Bubble Eye. Pom Pom. Telescope. These are just three of the 25 varieties of goldfish, or kingyo [金魚], that are distributed in Japan today. The ornamental fish have been used as a motif in Japanese art and literature since the Edo Period, when they were first introduced to the country by China. First kept as rare pets by aristocrats and the wealthy, they became popular with the lower classes in the Meiji period and, over the years, were carefully bred to feature special characteristics like bulging eyes and puffy cheeks.
Now they are depicted on everything from ceramics to kimono, are first prize in the popular festival game, kingyo sukui (literally, goldfish scooping), and are the dedicatees of books, museums, shrines and festivals. They are also the stars of a unique art exhibition by “aquartist” Hidetomo Kimura that combines prisms, projection and coloured lighting to deliver a spectacle that has people queuing up for hours every year.

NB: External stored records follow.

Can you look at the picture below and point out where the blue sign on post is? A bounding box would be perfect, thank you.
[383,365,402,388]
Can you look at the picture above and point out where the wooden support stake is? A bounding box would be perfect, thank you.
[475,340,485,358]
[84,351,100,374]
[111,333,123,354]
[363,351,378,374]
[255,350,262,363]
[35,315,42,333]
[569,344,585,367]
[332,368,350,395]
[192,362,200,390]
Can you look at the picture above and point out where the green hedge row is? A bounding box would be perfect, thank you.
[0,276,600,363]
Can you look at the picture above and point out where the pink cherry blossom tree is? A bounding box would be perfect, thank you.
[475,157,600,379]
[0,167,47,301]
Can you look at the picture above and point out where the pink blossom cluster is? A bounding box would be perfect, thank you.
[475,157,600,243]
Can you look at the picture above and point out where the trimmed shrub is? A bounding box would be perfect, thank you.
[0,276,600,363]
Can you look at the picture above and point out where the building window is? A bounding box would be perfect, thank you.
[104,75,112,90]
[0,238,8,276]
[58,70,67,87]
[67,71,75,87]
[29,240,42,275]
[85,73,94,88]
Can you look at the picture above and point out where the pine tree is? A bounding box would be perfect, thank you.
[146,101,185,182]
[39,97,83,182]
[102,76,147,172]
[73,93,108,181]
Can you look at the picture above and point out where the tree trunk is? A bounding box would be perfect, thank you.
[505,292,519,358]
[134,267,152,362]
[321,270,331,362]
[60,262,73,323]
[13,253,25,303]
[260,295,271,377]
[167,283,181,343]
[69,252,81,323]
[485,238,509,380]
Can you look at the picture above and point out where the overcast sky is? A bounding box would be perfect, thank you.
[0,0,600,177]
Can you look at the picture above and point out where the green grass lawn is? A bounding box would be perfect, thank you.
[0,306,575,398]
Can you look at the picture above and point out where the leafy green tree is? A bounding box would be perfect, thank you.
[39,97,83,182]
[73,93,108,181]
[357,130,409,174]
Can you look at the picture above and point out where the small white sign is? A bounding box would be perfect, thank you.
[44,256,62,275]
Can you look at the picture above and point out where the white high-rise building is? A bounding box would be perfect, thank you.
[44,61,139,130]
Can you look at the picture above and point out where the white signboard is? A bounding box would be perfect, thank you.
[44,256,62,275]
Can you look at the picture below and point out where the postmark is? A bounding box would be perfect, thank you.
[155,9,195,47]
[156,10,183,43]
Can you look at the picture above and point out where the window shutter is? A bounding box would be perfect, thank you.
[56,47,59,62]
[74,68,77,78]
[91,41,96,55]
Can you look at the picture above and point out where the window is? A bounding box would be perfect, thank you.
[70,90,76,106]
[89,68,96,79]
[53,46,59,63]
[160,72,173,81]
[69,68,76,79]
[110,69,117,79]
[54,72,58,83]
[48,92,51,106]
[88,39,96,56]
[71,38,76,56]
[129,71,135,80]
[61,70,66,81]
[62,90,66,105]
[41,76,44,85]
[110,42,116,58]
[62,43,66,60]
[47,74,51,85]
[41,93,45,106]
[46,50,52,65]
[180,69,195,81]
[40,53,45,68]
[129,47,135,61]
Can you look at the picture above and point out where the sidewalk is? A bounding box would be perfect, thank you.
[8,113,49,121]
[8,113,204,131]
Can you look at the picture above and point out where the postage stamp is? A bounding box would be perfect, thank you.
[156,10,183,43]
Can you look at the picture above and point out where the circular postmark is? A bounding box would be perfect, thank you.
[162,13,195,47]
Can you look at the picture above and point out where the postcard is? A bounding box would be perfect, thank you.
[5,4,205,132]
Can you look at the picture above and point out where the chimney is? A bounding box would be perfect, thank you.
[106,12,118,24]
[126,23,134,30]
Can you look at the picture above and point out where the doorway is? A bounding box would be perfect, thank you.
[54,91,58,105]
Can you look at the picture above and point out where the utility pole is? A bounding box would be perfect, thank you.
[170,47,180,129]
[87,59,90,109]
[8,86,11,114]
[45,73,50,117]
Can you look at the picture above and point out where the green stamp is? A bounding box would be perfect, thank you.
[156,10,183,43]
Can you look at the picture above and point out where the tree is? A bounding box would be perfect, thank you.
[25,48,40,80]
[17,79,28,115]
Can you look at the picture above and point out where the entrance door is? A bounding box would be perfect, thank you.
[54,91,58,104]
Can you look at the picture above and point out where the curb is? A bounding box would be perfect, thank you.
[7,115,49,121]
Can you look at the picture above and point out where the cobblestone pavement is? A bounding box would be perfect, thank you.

The exhibition opens in Tokyo and then travels to other prefectures (it’s currently in Okinawa and will be heading to Kyoto next), offering both a day and night version with the latter giving guests the option of sipping cocktails and listening to a live DJ while peering into the 70+ fish tank installations.
To commemorate the 70th anniversary of the atomic bombings, a special exhibit was held in Hiroshima this year which Mark and I decided to check out on a whim after returning from Rabbit Island. Despite getting lost and only having half an hour to explore before it closed for the night, we were completely blown away.